Wenig später saßen wir gemeinsam auf dem Sofa. Ich hatte mich an ihn gekuschelt und wir sahen uns einen alten Disneyfilm an. Es hätte ein romantischer Abend werden können, doch Philipp hatte ein Talent dafür, dass immer zu verhindern. „Hat Matt dich am Bahnhof abgeholt?“ Ich stieß Luft aus und antwortete: „Ja.“ „Du weißt, was ich von ihm halte.“ Ja, ich wusste was Philipp von Matt hielt. Er war nach wie vor der Überzeugung, dass Matt sich nur an Mello ranmachte, weil er mich zurückhaben wollte. Außerdem war Philipp eher konservativ und hielt nicht viel von Homosexualität. Ein weiteres war die Tatsache, dass Matt mich für meinen Bruder verlassen hatte. „Matt und ich sind nach wie vor Freunde und er ist mit meinem Bruder zusammen. Du musst das nicht akzeptieren und auch nicht gutheißen, aber ich akzeptiere es, weil er meinem Bruder gu ttut.“ Ich spürte wie Spannung im Raum entstand. „Das einzige, was deinem Bruder wirklich gut tun würde, wäre ein Psychologe.“ Ruckartig setzte ich mich auf und starrte Philipp mit eisigen Augen an. „Sag mal spinnst du eigentlich?“, fuhr ich ihn an. „Es ist doch wahr! Er ist gewalttätig, aggressiv, launisch, depressiv. Wahrscheinlich auch noch kriminell“, widersprach Philipp mir. Ich spürte wie mir Zornestränen in die Augen stiegen.

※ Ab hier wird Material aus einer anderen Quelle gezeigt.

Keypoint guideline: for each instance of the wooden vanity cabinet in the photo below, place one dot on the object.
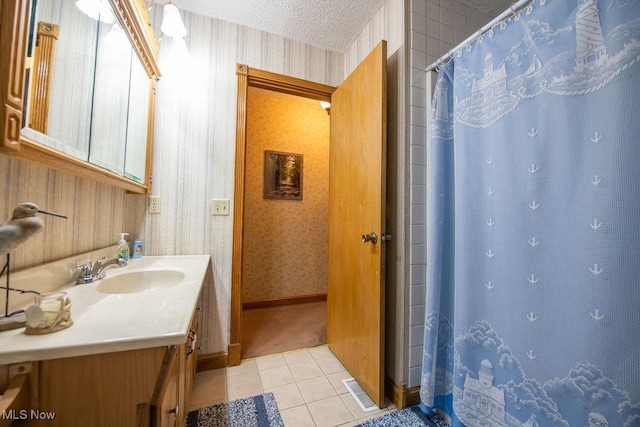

Es reichte mir: „Du kennst Mello doch nicht einmal! Du wolltest ihn nie kennenlernen! Du weißt doch gar nicht was der durchgemacht hat!“ Ich schrie mir förmlich die Seele aus dem Leib. Dann sprang ich auf, rannte ins Schlafzimmer und schlug mit einem lauten Knall die Tür hinter mir zu. Drinnen schmiss ich mich auf das Doppelbett und heulte los. 
 

Ich lag noch immer wach, als ich hörte wie sich vorsichtig die Schlafzimmertür öffnete und sich wenig später jemand ins Bett neben mich legte. 
 

Die Stimmung am nächsten Morgen war gedrückt und wir hatten bisher noch kein Wort miteinander gewechselt. Wir saßen uns zwar gegenüber, aber keiner redete einen Ton. Ich war damit beschäftigt meinen, Kaffee so zu trinken, dass ich mir nicht die Lippen verbrannte und Philipp versuchte sich die ganze Zeit schon für einen Brotaufstrich zu entscheiden, doch plötzlich durchbrach er die Stille: „Es tut mir leid.“ Ich tat so als hätte ich ihn nicht gehört. „Hey, Erde an Jul!“ rief er. Noch immer reagierte ich nicht. Ich war stocksauer! Wie konnte er bloß jetzt so tun, als wäre nichts gewesen? Ich wusste doch, dass Mello nicht ganz einfach war, dass er psychisch krank war, musste er dann auch noch so darauf herumreiten?“Warum müssen wir uns eigentlich dauernd wegen deinem Bruder streiten? Egal was ich sage, du hast immer das Gefühl ich will auf ihm rumhacken. Vielleicht verstehst du das auch alles falsch. Ach was, du willst es gar nicht anders verstehen!“ Er hatte sich in Rage geredet. Seine Vorwürfe taten weh und schon wieder stiegen mir Tränen in die Augen.Philipp wollte mir den arm umlegen, doch ich schlug ihn weg. „Leck mich! Ich fahr jetzt zu Matt.“ Ich stand auf, schnappte mir meine Jacke, Schuhe und den Autoschlüssel von Philipps Wagen und war schon zur Tür hinaus, als er mir noch einmal hinterher rief, dass es ihm leid tue. 
 

Als ich das Auto startete, rannen mir schon wieder die Wangen runter. Verdammte Heulerei! Aber eigentlich hatte ich mir das ganze hier auch anders vorgestellt.

Nacht des Wahnsinns

[Dieses Kapitel ist nur Volljährigen zugänglich]

Nacht des Schreckens

Ich wünschte Philipp eine gute Nacht und kuschelte mich an ihn heran. Wir hatten uns am Abend vorher ausgesprochen und wieder versöhnt und waren gestern nach langem mal wieder gemeinsam ausgegangen. Den heutigen Tag über musste er arbeiten und so hatte es abends nur für einen Film gereicht. Da wir jedoch beide sehr müde waren, hatten wir beschlossen nicht allzu spät ins Bett zu gehen.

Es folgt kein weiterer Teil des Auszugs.